竹工芸は京都が誇る伝統工芸のひとつ。府内には竹の産地が方々にありますが、工芸品だけでなく銘竹そのものも伝統工芸です。銘竹のひとつである「白竹(しらたけ)」、実はこれがすべすべ美肌のべっぴんさんです。
白竹は、まず伐採した竹を竹藪に数か月間寝かしておき、水分を飛ばすことから始まります。水分が飛んだら工房へ。じっくり火で炙りながら染み出る油分をふき取り天日干しをすれば、緑だった竹が徐々に色白な肌へと変化していきます。白竹ができるまで4か月を要するとのこと。人も竹も美肌は1日にしてならず、なのです。
べっぴんさんの白竹が使われている代表的なものといえば「犬矢来(いぬやらい)」でしょう。町家の軒先にある、あの緩やかなカーブを描いた垣根です。
犬矢来は本来、外壁を汚れや傷から守る役割があり、京都らしい景観の一部。しかし狭い間口で幅をきかせるため、町家のお店さんたちは苦悩しているとか。
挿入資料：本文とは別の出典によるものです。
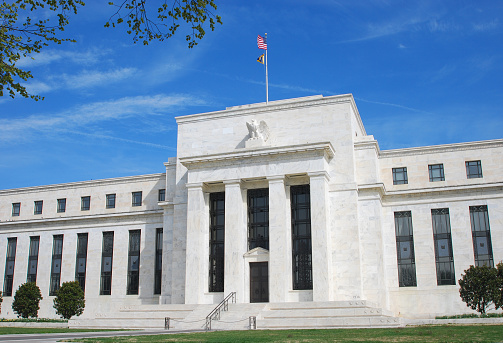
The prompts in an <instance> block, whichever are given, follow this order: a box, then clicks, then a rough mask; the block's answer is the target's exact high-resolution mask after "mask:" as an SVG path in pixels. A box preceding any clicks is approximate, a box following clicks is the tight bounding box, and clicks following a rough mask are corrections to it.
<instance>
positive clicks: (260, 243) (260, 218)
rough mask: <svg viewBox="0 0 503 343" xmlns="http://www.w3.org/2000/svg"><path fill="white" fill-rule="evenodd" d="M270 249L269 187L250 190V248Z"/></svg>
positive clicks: (248, 241) (249, 202) (249, 222)
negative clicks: (269, 236)
mask: <svg viewBox="0 0 503 343" xmlns="http://www.w3.org/2000/svg"><path fill="white" fill-rule="evenodd" d="M256 247H262V248H264V249H269V189H267V188H263V189H250V190H248V250H251V249H253V248H256Z"/></svg>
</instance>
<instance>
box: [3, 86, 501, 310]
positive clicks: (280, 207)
mask: <svg viewBox="0 0 503 343" xmlns="http://www.w3.org/2000/svg"><path fill="white" fill-rule="evenodd" d="M176 121H177V124H178V143H177V144H178V147H177V156H176V157H172V158H169V159H168V162H166V163H165V173H160V174H153V175H141V176H133V177H122V178H116V179H106V180H96V181H83V182H75V183H68V184H58V185H49V186H40V187H29V188H20V189H11V190H3V191H0V271H2V272H4V276H3V278H0V280H1V281H0V282H2V283H3V285H2V288H3V293H4V301H3V304H2V305H3V306H2V316H4V317H14V316H15V314H14V313H12V310H11V308H10V306H11V302H12V297H13V295H14V292H15V290H16V289H17V288H18V286H19V285H20V284H22V283H24V282H27V281H35V282H36V283H37V285H38V286H39V287H40V289H41V291H42V295H43V297H44V299H43V300H42V302H41V310H40V316H41V317H54V316H55V313H54V309H53V308H52V298H53V294H54V293H55V292H56V290H57V289H58V287H59V286H60V285H61V283H62V282H65V281H73V280H77V281H79V282H80V283H81V285H82V286H83V287H84V289H85V294H86V301H87V303H86V311H85V313H84V316H87V317H89V318H93V317H96V316H97V314H99V313H103V312H113V311H115V310H116V309H118V308H123V307H124V306H141V305H148V306H152V305H156V304H158V305H159V306H161V305H162V306H167V305H169V304H173V306H175V304H187V306H188V305H198V304H199V305H200V304H218V303H219V302H220V301H221V300H222V299H223V298H224V297H225V296H226V295H227V294H229V293H231V292H236V299H237V303H255V302H256V303H261V302H264V303H305V302H313V303H317V304H318V303H321V302H337V301H358V300H365V301H369V302H372V303H373V304H376V305H377V306H378V307H380V308H382V309H385V310H387V311H389V312H390V313H392V314H393V315H394V316H401V317H408V318H431V317H433V316H435V315H444V314H459V313H464V312H469V309H468V308H467V307H466V306H465V304H464V303H463V302H462V301H461V300H460V298H459V293H458V285H457V280H458V279H459V278H460V277H461V274H462V273H463V271H464V270H465V269H467V268H468V267H469V266H470V265H475V264H479V265H480V264H489V265H495V264H496V263H498V262H499V261H501V260H502V259H503V200H502V196H503V174H502V172H501V169H500V166H501V165H502V164H503V140H491V141H481V142H470V143H459V144H448V145H439V146H428V147H418V148H407V149H396V150H383V151H381V150H380V149H379V145H378V143H377V141H376V140H375V139H374V138H373V136H371V135H368V134H367V133H366V131H365V128H364V126H363V123H362V121H361V118H360V115H359V113H358V109H357V107H356V104H355V102H354V99H353V97H352V96H351V95H339V96H331V97H322V96H312V97H305V98H298V99H289V100H281V101H274V102H270V103H269V104H264V103H262V104H253V105H244V106H236V107H230V108H227V109H226V110H223V111H217V112H211V113H201V114H194V115H189V116H183V117H178V118H176ZM176 306H178V305H176Z"/></svg>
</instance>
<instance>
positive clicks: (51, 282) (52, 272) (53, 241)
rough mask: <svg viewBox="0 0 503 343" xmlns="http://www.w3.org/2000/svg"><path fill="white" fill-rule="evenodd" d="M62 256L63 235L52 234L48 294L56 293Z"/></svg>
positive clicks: (54, 293)
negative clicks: (53, 235)
mask: <svg viewBox="0 0 503 343" xmlns="http://www.w3.org/2000/svg"><path fill="white" fill-rule="evenodd" d="M62 258H63V235H54V236H53V243H52V265H51V284H50V287H49V295H56V291H57V290H58V289H59V281H60V278H61V262H62V261H61V260H62Z"/></svg>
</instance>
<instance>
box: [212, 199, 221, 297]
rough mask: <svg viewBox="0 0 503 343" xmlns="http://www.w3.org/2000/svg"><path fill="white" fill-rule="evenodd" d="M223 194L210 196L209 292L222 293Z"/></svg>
mask: <svg viewBox="0 0 503 343" xmlns="http://www.w3.org/2000/svg"><path fill="white" fill-rule="evenodd" d="M224 251H225V193H224V192H221V193H211V194H210V270H209V291H210V292H223V291H224Z"/></svg>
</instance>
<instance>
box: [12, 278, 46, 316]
mask: <svg viewBox="0 0 503 343" xmlns="http://www.w3.org/2000/svg"><path fill="white" fill-rule="evenodd" d="M40 300H42V293H40V288H38V286H37V285H36V284H35V282H27V283H24V284H22V285H21V286H19V288H18V289H17V291H16V293H15V294H14V301H13V302H12V309H13V310H14V312H16V313H17V316H18V317H22V318H29V317H33V318H36V317H38V310H39V309H40V306H39V304H40Z"/></svg>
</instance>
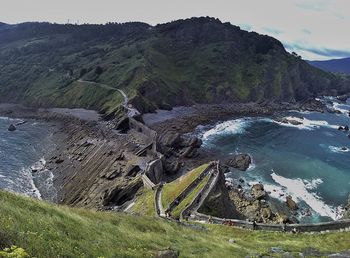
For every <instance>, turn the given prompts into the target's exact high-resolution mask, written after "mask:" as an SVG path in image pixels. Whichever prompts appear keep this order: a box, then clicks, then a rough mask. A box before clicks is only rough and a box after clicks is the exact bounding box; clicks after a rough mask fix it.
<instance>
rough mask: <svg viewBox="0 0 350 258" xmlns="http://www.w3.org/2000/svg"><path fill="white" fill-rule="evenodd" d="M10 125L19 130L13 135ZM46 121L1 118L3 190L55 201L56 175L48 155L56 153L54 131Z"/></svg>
mask: <svg viewBox="0 0 350 258" xmlns="http://www.w3.org/2000/svg"><path fill="white" fill-rule="evenodd" d="M10 124H14V125H16V128H17V130H16V131H13V132H10V131H8V127H9V125H10ZM50 129H51V128H50V126H49V125H48V124H46V123H44V122H37V121H34V120H29V121H23V120H21V119H12V118H7V117H0V189H3V190H7V191H11V192H16V193H20V194H24V195H27V196H32V197H35V198H38V199H42V198H44V199H48V200H52V201H54V199H55V198H56V191H55V189H54V186H53V175H52V173H51V172H50V171H49V170H47V169H45V167H44V166H45V163H46V160H45V158H44V155H45V153H47V152H49V151H51V150H53V148H55V144H54V142H53V141H52V130H50Z"/></svg>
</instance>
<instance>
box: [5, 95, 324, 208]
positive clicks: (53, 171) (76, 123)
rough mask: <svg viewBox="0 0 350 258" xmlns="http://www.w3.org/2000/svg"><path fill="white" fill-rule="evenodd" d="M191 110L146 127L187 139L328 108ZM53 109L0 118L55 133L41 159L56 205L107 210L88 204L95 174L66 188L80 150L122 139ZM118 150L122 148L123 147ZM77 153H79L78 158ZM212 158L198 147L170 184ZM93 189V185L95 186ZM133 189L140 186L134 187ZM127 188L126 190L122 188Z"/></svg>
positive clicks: (92, 185)
mask: <svg viewBox="0 0 350 258" xmlns="http://www.w3.org/2000/svg"><path fill="white" fill-rule="evenodd" d="M4 106H5V110H4ZM8 107H11V109H12V110H11V112H8ZM313 107H314V108H313ZM190 109H191V112H189V113H188V112H186V111H184V110H185V109H182V111H181V112H180V115H175V116H172V117H170V118H168V119H163V120H162V121H158V122H157V123H153V124H151V125H149V127H150V128H151V129H153V130H155V131H156V132H157V133H158V134H159V135H162V134H164V133H166V132H168V131H175V132H176V133H180V134H181V135H186V134H187V135H191V134H193V133H194V129H195V128H196V127H197V126H198V125H201V124H202V125H203V124H204V125H208V124H213V123H217V122H218V121H225V120H227V119H237V118H240V117H246V116H252V117H253V116H272V115H274V114H277V113H280V112H283V111H290V110H301V111H305V110H307V111H319V112H324V111H325V110H326V107H325V106H321V105H319V102H317V103H316V104H315V102H314V101H311V102H309V103H307V102H306V104H286V103H284V104H281V105H276V104H272V105H270V104H263V105H261V104H256V103H248V104H232V105H196V106H193V107H190ZM6 110H7V111H6ZM52 110H55V109H34V108H26V107H24V106H21V105H9V104H5V105H4V104H0V115H2V114H4V113H5V115H6V116H9V117H17V118H22V119H23V118H24V119H28V118H31V119H37V120H43V121H45V122H48V123H49V124H51V126H52V127H53V128H54V130H53V131H54V132H53V135H52V138H53V142H55V143H57V146H56V149H55V150H53V151H51V152H50V153H47V154H46V155H45V160H46V161H47V165H46V166H47V169H48V170H49V171H50V172H51V173H52V174H53V175H54V180H53V184H54V187H55V188H56V189H57V202H58V203H64V204H68V205H73V206H78V207H90V208H97V209H105V208H106V207H108V205H109V204H108V202H106V201H103V202H102V203H103V206H101V202H100V201H97V200H95V201H93V200H92V199H96V197H94V195H95V194H96V195H98V194H97V193H96V191H94V190H92V191H93V192H94V193H93V194H92V196H90V195H91V193H89V191H90V190H91V188H98V185H99V184H101V180H98V179H96V177H100V178H104V176H103V175H100V176H97V175H98V173H97V174H96V173H95V174H96V175H95V176H94V175H93V172H91V174H92V175H91V176H92V177H90V178H91V179H89V180H93V181H97V182H94V183H91V184H88V186H87V188H89V189H84V187H83V185H84V184H85V183H86V182H85V183H82V185H81V186H80V187H79V188H80V189H79V190H78V191H74V190H73V187H74V185H70V184H71V183H70V182H69V181H70V179H71V180H73V181H76V180H77V178H76V177H80V175H78V174H79V173H80V171H81V170H82V169H83V166H81V164H80V163H81V162H82V161H83V160H84V158H82V155H83V153H84V152H81V150H82V149H87V148H86V147H87V146H90V145H97V148H95V150H96V151H98V150H99V149H100V148H102V147H103V146H104V145H105V143H106V142H109V141H111V142H112V145H118V146H120V144H116V139H118V138H120V137H121V135H119V134H118V133H117V134H116V132H115V131H114V130H113V129H110V127H109V123H110V122H107V121H103V120H100V119H89V120H84V119H81V117H79V116H78V117H77V116H74V114H75V113H74V109H59V110H60V112H56V113H55V112H53V111H52ZM56 110H57V109H56ZM76 110H80V111H83V112H85V110H82V109H76ZM93 112H95V111H93ZM165 112H166V111H165ZM78 113H79V112H78ZM96 113H97V112H96ZM152 115H154V114H151V115H150V116H152ZM155 116H156V114H155ZM146 123H147V121H146ZM86 135H87V137H86ZM129 136H130V135H128V134H127V135H124V136H122V138H123V139H124V140H125V144H128V141H129V140H130V139H127V138H128V137H129ZM114 138H116V139H114ZM79 140H81V141H80V143H77V141H79ZM101 142H103V143H101ZM129 143H130V142H129ZM76 145H79V146H78V147H76ZM85 145H86V146H85ZM133 145H134V146H133V147H132V148H131V149H134V148H135V144H133ZM136 146H137V144H136ZM129 147H130V146H129ZM119 148H120V147H119ZM122 148H123V149H124V147H122ZM76 149H78V153H77V151H76ZM126 149H128V148H126ZM123 151H124V150H123ZM130 152H133V151H132V150H130V149H129V150H126V151H125V154H127V156H130V155H131V156H132V154H130ZM123 153H124V152H123ZM99 155H100V156H99V157H101V158H102V157H104V156H105V154H103V153H101V154H99ZM73 156H75V157H73ZM216 157H217V153H212V152H211V151H209V150H206V149H205V148H200V149H199V151H198V155H197V156H195V157H193V158H192V157H191V158H186V159H185V160H184V161H185V164H184V166H183V167H182V169H181V170H180V171H179V172H178V173H177V174H175V175H174V176H168V180H171V181H172V180H174V179H176V178H178V177H179V176H181V175H182V174H184V173H186V171H188V170H190V169H191V168H193V167H195V166H198V165H200V164H202V163H203V162H208V161H211V160H213V158H216ZM91 158H93V159H96V158H97V157H87V159H91ZM128 158H129V157H128ZM67 160H68V161H69V162H68V164H67V162H66V161H67ZM89 161H90V160H89ZM181 161H183V160H181ZM96 162H97V161H96ZM122 163H123V162H122ZM99 166H102V167H103V165H99ZM102 167H101V168H102ZM89 169H90V167H89ZM91 169H93V167H91ZM106 169H108V168H106ZM124 169H125V167H123V168H121V171H122V173H124V172H125V171H124ZM94 170H95V169H94ZM126 170H128V169H126ZM77 173H78V174H77ZM71 174H73V175H71ZM113 179H114V178H113ZM120 180H121V181H123V183H122V185H123V186H121V189H119V186H118V187H117V189H119V190H118V191H121V192H123V191H125V190H127V192H129V191H133V192H135V193H136V192H137V189H138V188H139V186H135V185H134V184H133V185H134V186H135V187H136V188H135V187H134V186H130V185H129V184H130V182H126V181H125V178H124V177H122V178H120ZM78 181H79V182H84V179H78ZM78 181H77V182H78ZM102 181H103V180H102ZM98 182H99V183H98ZM102 183H103V184H106V185H108V187H107V188H109V187H110V182H107V183H106V182H105V181H104V182H102ZM95 184H96V185H97V187H96V185H95ZM67 185H68V186H67ZM137 185H139V184H138V183H137ZM125 187H126V188H127V189H125ZM130 187H131V189H130ZM112 188H113V187H112ZM133 189H134V190H133ZM95 190H96V189H95ZM105 191H107V192H106V193H107V195H108V194H111V195H112V196H111V197H107V199H108V198H112V199H113V198H115V197H113V196H114V195H115V193H114V191H116V190H113V189H112V190H107V189H106V190H105ZM77 192H78V193H77ZM84 193H85V194H87V196H86V197H84V195H85V194H84ZM106 193H105V194H104V195H103V196H104V197H102V196H101V194H99V196H100V197H99V199H101V198H106ZM69 195H74V196H73V197H72V198H69V197H68V196H69ZM117 203H118V201H117Z"/></svg>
そこで考えられたのが、空洞部分の有効活用です。
年間50台もの犬矢来を納めている横山竹材店さんのお話では、犬矢来に扉を付けて箒を収納したり、飲食店ならおしぼりの交換場所として業者さんが使用していたり、ガスメーターやエアコンの室外機が隠されていたりするとのこと。花見小路にある犬矢来を注意深く見てみると、たしかに取っ手のついた扉が随所にありました。扉を発見すると、京都の秘密を垣間見た気分になれますね。
犬矢来は10年に一度取り換えられます。そこに傷一つない白竹が選りすぐられて使われているとは、美を追求する京都らしいですね。